Haberlerin Yolu

13 3 0
                                    

Ona sorgusuz bir şekilde güvendiğim zamanları düşünürken hisler yanıltmaz sözünün çok da gerçekçi olmadığı aşikar.

"Sadece Nim'den bahsettiğine göre seni Jasmine ile görüp o sinirle evden uzaklaştığım zaman yazmış." Tek bir kelimesinin bile kalbime dokunmadığı mektuba dair Klaus'un da bir şeyler söylememi istediği kesin.

"Beni Jasmine ile görüp benden kaçtığın gece yazmış demek daha doğru." mektubu katlayıp bana uzattı. "Ya da onun da dediği gibi cehennemimden."

Mektubu alıp toprağa bıraktım. Kontrollü olarak yanmaya başlarken ısınması için de elimi uzattım. "En azından bir işe yarasın." Benim gülümsememe rağmen Klaus'un yüzü hala aynı soğuklukta. "Klaus, susmana neden olacak bir şey değil bu."

Bana bakmamakta ısrarcı olduğu için yüzünü kendime çevirmeden önce bekledim. "Susmama neden olan şey haklı olma payı."

"Haklı? Dalga mı geçiyorsun?" ateş sesimle yükseldiği an odaklanıp küçülttüm. "Gözümün içine baka baka yıllarca yalan söyleyen ve bunu da kanıtlayan birinin ne haklılığı olabilir?"

"Ne farkı var? Ben de sana yalan söyledim. Seni öldürme planları yaparken de bu isteğimle savaşırken de her şeyden habersiz benim de yanımda hatta kollarımın arasında güvenle uyuyordun."

"Seni seviyorum onu değil!" Pekala bazı şeyler kontrolden çıkmak üzere gibi. "Tanrı aşkına! Neyin var senin?"

"Ya güvende olmaman konusunda haklıysa? Ya gerçekten senin için en büyük tehdit bensem?" sonunda yüzüme baktığında kendini bu düşüncelere teslim etmek üzere olduğunu gördüm.

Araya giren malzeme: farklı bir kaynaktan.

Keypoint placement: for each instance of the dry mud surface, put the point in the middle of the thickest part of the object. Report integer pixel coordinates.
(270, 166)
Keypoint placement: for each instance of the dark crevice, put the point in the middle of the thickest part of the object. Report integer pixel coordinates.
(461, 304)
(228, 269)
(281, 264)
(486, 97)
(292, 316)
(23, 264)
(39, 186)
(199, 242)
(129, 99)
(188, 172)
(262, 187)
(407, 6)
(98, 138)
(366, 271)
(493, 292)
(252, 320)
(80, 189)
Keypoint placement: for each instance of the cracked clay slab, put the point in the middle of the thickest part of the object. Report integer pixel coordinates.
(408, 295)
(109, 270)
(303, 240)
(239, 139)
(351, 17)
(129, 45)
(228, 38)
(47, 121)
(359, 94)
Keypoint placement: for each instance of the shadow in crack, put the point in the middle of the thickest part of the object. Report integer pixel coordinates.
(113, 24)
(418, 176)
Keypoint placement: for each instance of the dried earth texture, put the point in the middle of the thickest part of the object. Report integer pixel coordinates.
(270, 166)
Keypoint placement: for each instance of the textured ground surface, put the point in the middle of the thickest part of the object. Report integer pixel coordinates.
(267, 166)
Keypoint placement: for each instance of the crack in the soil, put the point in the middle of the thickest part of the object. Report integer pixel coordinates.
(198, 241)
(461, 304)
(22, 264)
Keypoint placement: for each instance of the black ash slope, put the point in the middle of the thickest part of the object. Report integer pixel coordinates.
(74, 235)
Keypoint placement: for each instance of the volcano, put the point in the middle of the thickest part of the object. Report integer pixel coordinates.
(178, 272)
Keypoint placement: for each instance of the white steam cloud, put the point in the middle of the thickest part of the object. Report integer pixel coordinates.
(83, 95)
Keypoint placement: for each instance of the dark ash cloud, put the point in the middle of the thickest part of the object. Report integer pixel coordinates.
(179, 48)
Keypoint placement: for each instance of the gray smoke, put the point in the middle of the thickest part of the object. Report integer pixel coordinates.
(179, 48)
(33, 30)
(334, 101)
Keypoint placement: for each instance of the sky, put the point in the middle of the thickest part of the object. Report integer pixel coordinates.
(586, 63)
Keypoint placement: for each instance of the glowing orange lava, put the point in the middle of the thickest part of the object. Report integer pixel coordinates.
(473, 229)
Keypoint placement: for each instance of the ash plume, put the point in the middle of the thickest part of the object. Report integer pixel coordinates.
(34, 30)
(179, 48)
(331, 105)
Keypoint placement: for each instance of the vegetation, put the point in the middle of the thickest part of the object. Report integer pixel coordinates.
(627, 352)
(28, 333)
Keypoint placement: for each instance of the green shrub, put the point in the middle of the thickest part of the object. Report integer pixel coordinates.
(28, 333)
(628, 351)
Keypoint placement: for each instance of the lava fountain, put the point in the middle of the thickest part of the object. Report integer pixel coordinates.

"Öylesin zaten ama bu umrumda değil." bileğimden güç alarak kendimi ona daha çok ittim."O öldü, düşünceleri de onunla öldü. Diğer düşmanların gibi. Şimdi bu sözcüklerin seni korkutmasına izin veremezsin."

"Beni korkutan bu yazdıkları değil Nerina. Ona bunları yazacak kadar bilgi vermiş olmam. Düşüncelerini haklı çıkaracak o kadar çok şey yaptım ki şimdi sana bu yazdıklarının gerçek olma ihtimali yok bile diyemiyorum."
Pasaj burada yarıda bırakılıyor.